How do you treat a dog with OCD? - signor_bosco
http://www.bbc.com/future/story/20170627-how-do-you-treat-a-dog-with-ocd
======
mothsonasloth
A dog is a dog, a human is a human.

It really pains me when I see friends and family treating dogs like humans and
trying to apply or mirror their own disorders on to their pets.

A caption from the article reads:

> Many labradors with CCD compulsively carry objects in their mouth.

Its a f __ __n Labrador, a gun dog.

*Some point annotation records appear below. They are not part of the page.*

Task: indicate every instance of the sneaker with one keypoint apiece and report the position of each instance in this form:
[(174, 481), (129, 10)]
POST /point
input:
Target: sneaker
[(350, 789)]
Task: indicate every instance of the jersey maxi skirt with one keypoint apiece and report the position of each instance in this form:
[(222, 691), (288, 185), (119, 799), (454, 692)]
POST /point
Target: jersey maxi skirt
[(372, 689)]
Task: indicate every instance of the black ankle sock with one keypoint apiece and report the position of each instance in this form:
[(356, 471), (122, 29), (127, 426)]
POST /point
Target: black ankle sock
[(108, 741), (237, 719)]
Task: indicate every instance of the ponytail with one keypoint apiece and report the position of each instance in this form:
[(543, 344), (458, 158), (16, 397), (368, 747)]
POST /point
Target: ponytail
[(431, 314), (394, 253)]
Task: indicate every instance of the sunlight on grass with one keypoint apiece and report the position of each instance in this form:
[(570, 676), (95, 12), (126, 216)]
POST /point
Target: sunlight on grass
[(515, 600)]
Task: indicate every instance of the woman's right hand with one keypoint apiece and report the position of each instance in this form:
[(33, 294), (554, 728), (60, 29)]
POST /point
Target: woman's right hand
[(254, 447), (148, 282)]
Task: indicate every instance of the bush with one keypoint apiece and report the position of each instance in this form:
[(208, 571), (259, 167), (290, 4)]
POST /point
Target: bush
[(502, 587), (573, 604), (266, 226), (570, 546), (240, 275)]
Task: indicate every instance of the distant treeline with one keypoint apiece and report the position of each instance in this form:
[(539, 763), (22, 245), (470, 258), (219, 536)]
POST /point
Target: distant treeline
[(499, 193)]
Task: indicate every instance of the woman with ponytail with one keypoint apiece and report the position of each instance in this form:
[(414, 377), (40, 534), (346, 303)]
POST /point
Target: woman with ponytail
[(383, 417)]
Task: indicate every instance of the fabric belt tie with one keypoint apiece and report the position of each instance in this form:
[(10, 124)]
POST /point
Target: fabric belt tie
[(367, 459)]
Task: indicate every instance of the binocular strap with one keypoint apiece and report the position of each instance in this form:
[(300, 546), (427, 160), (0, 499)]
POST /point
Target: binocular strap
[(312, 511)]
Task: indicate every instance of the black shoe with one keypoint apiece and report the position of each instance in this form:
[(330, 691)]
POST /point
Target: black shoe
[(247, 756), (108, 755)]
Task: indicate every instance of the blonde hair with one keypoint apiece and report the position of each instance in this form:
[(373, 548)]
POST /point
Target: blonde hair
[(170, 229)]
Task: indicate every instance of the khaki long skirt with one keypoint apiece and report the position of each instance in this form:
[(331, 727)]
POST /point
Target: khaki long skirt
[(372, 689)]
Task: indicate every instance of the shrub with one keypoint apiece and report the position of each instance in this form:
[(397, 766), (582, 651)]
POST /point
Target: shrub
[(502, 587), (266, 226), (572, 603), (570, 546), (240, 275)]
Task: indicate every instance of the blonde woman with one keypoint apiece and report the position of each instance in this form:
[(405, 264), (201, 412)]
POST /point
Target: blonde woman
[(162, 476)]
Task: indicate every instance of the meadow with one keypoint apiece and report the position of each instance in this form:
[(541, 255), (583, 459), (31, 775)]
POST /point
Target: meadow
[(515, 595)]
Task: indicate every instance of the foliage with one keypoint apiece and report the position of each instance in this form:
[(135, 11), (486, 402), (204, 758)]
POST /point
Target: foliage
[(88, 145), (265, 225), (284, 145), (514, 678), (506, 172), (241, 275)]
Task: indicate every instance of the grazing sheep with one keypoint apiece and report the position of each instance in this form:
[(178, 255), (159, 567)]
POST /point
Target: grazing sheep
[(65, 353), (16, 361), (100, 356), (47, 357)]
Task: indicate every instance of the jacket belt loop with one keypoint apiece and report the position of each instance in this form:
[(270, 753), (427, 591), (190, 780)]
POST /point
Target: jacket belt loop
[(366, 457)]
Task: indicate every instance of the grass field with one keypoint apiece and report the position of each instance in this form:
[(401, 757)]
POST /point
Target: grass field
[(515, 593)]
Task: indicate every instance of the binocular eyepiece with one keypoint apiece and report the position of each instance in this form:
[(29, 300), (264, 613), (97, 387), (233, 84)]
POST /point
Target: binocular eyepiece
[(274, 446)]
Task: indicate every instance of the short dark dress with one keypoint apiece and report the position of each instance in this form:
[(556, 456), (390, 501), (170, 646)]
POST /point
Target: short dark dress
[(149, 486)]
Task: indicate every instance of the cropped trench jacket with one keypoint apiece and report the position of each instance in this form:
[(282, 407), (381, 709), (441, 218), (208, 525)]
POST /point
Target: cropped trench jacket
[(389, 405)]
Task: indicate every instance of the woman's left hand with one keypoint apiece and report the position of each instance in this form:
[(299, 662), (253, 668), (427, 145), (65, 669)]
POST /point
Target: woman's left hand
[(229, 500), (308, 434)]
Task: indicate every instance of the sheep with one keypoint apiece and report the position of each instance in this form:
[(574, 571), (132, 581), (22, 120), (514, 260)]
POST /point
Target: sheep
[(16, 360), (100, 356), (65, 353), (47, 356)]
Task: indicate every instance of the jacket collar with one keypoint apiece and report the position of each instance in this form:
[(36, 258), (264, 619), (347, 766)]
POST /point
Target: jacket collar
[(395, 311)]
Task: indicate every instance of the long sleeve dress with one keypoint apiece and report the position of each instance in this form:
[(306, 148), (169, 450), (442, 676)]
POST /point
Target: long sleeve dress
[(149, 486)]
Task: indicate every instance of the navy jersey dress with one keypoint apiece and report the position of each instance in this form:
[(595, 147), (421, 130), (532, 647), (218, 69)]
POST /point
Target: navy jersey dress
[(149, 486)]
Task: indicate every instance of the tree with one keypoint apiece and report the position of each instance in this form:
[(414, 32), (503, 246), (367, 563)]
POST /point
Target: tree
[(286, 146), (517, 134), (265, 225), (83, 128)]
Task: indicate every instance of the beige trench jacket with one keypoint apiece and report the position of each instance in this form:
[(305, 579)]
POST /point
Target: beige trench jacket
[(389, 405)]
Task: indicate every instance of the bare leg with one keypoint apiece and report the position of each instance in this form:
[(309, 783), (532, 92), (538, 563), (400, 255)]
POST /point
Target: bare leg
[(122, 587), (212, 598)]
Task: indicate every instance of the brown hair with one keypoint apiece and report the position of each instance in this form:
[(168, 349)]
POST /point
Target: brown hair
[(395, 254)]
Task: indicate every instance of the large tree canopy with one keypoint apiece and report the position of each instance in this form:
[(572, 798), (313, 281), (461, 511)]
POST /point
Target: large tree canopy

It was bred to carry objects in its mouth.

If your dog is misbehaving, it is probably because its anxious, caused by you
being a bad owner (most of the time).

I had a border collie when I was younger, I loved that dog and made sure it
was cared for. A friend who had another Collie never gave it the full
attention it deserved. This resulted it in wreaking havoc in their family
home.

They took it to "doggy school" along with all the housewives who couldn't
control their pugs or designer dogs.

The more they tried to treat the dog as a human, the worse its behaviour got.
I looked after it several times and after good long walks and a couple of
slaps to the nose for bad behaviour, he was a great dog to look after.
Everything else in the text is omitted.